Optimizing PreTerm Infant Ampicillin Dosing (OPTI-Amp)

An Open-label, Pharmacokinetic and Safety Trial Optimizing PreTerm Infant Ampicillin Dosing

The goal of this clinical trial is to learn if preterm infants who are prescribed antibiotics shortly after birth can safety receive a shorter course of antibiotics (24 to 36 hours instead of 48 hours). The main questions it aims to answer are:

• Does short-course ampicillin provide high enough levels of ampicillin at 48 hours?
• Is short-course ampicillin safe for preterm infants to receive?

Preterm infants who are being prescribed ampicillin by their doctor and enroll in the study will stop ampicillin after a shorter than typical course, and researchers will collect blood samples to measure their ampicillin levels and follow them clinically to see how they do after receiving short-course ampicillin.

Participants will:

• stop ampicillin earlier than 48 hours (between 24 to 36 hours, depending on how premature they are and the dosing of ampicillin their doctor has prescribed)
• have a blood sample collected around 48 hours from when they started ampicillin
• have their data collected until 30 days after they receive short-course ampicillin, or until hospital discharge, whichever is sooner

Study Overview

• Status: Not yet recruiting
• Conditions: Preterm Neonates; NICU; Safety and Pharmacokinetics; Ampicillin; Early Onset Sepsis
• Intervention / Treatment: Drug: Ampicillin prescribed by provider per standard of care for evaluation of early onset sepsis

Detailed Description

OPTI-Amp is a prospective, open-label, non-randomized pharmacokinetic and safety trial of short-course ampicillin administered to preterm neonates in the Neonatal Intensive Care Unit (NICU) at Duke.

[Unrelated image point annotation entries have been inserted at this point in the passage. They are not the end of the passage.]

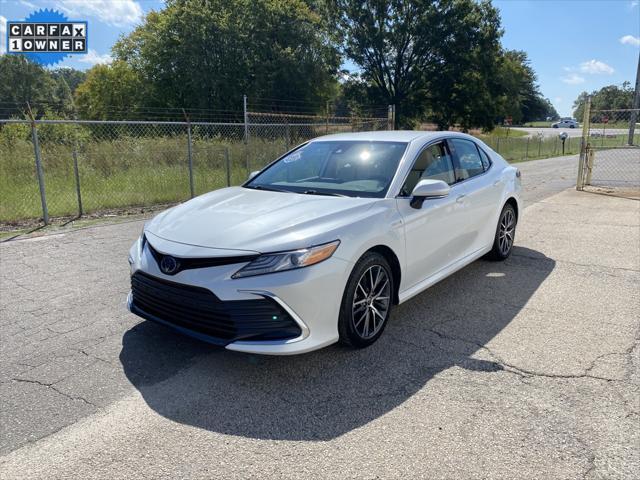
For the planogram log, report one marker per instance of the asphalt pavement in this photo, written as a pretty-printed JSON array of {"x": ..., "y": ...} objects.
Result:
[
  {"x": 527, "y": 368},
  {"x": 572, "y": 132}
]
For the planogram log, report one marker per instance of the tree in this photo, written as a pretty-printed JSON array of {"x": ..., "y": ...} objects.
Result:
[
  {"x": 521, "y": 98},
  {"x": 208, "y": 53},
  {"x": 110, "y": 92},
  {"x": 71, "y": 76},
  {"x": 23, "y": 81},
  {"x": 438, "y": 57}
]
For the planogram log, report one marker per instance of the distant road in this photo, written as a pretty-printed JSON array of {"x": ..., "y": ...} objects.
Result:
[{"x": 572, "y": 132}]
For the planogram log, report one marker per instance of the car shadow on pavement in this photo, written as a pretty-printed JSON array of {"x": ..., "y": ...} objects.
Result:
[{"x": 324, "y": 394}]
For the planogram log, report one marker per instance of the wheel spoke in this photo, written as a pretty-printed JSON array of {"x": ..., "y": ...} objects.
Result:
[{"x": 371, "y": 301}]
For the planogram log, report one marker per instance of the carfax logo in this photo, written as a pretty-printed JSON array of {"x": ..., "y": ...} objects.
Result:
[{"x": 46, "y": 37}]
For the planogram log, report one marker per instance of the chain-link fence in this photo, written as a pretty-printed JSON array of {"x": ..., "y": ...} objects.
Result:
[
  {"x": 62, "y": 168},
  {"x": 610, "y": 157}
]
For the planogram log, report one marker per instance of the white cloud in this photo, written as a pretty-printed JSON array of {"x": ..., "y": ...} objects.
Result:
[
  {"x": 595, "y": 67},
  {"x": 573, "y": 79},
  {"x": 117, "y": 13},
  {"x": 630, "y": 40},
  {"x": 93, "y": 58},
  {"x": 3, "y": 33}
]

The objectives of the study are to 1) evaluate whether short-course ampicillin provides therapeutic exposures for 48 hours from ampicillin initiation for preterm neonates undergoing evaluation of early onset sepsis (EOS) and 2) evaluate the safety of short-course ampicillin compared to standard empiric ampicillin. The prescribing of drugs to infants will not be part of this protocol.

Approximately 60 neonates ≤34 weeks gestational age and <7 days postnatal age at the time of screening, who are receiving empiric ampicillin prescribed per standard of care (SOC) by their treating provider will be enrolled in the study. Participants will be in the study up to 30 days or hospital discharge, whichever is sooner. Enrolled infants who receive short-course ampicillin will have a pharmacokinetic sample collected at 48 (+/-2) hours from the time that ampicillin was initiated. Additional opportunistic pharmacokinetic (PK) samples can be collected between the final ampicillin dose (time of enrollment) and 72 hours from ampicillin initiation if the patient is receiving other SOC labs; however, these are not required. Demographic information, clinical data, and biospecimen information (including date and time of sample collection) will also be collected for enrolled participants.

All enrolled infants will be in the safety population. Those with at least one PK sample will be included in the PK population. In addition to the risks of blood drawing and loss of confidentiality, there may be a risk of under treatment of EOS if clinical cultures result positive after ampicillin discontinuation and therapeutic exposure is not maintained between 24 or 36 hours until 48 hours. Participants that fall under the latter situation will either not be enrolled in the study or will be withdrawn as determined by the study PI.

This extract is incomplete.